Confetti, according to the Oxford English Dictionary, is, among other things, a "plaster bonbon." The definition is cruelly apt as a description of Gerald Arpino's creation, which turns three couples loose to the overture of Rossini's Semiramide. Arpino's brilliant passages of dance invention and his dancers' great innovative skills leave the music behind. The ballet becomes a mere gymnastic feat. Solarwind is different--not a confection gone slickly sour but a modish sci-fi convention pursued without rhyme or reason. In a cosmic mood, Arpino sends his dancers blasting around the stage to assorted flatulent noises--pings, creaks and suckings. The score, by Avant-Garde Composer Jacob Druckman, is entitled Animus III for Tape and Clarinet.

John Keats, it is said, used to take pepper just for the delight given by a freshwater chaser. Perhaps with a similar contrast in mind Jeffrey treats audiences to Pineapple Poll, a rarely seen romp created 19 years ago by John Cranko, now the director of the Stuttgart Ballet, to music of Sir Arthur Sullivan.

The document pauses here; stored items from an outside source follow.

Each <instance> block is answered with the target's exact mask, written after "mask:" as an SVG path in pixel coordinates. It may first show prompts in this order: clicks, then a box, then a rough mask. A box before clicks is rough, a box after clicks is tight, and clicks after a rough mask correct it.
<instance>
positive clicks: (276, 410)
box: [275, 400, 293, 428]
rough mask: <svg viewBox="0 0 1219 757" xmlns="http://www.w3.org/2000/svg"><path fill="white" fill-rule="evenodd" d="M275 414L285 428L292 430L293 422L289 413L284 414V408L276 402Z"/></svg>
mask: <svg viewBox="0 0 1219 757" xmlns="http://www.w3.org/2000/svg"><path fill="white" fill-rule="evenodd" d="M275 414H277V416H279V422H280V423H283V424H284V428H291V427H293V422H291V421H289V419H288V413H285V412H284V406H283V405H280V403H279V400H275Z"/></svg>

Cheerful girls in peppermint stripes and ruffled panties collide with beerful British tars from H.M.S. Hot Cross Bun. Pineapple Poll herself appears and falls helplessly in love with Captain Belaye, an officer who combines the best qualities of Ralph Rackstraw, Captain Corcoran and Sir Joseph Porter, K.C.B.

Restaged for Joffrey by David Blair (who danced the original Captain Belaye in London), the work produces unabashed delight in the mutiny, wholesale though ladylike transvestism, and twin marriages that follow, courtesy of W.S. Gilbert. As Poll, Charthel Arthur falls in love more energetically than anyone m recent memory. As dashing Captain Belaye, the man whose Apollonian suavity, superb condescension and sheer sexiness cause all the trouble, Edward Verso turns a comic role into a major characterization. One rude criterion for establishing a ballet's worth is the impulse to dance that it stirs in an average member of the audience. By that standard, Cranko's Poll must be judged a hopping success.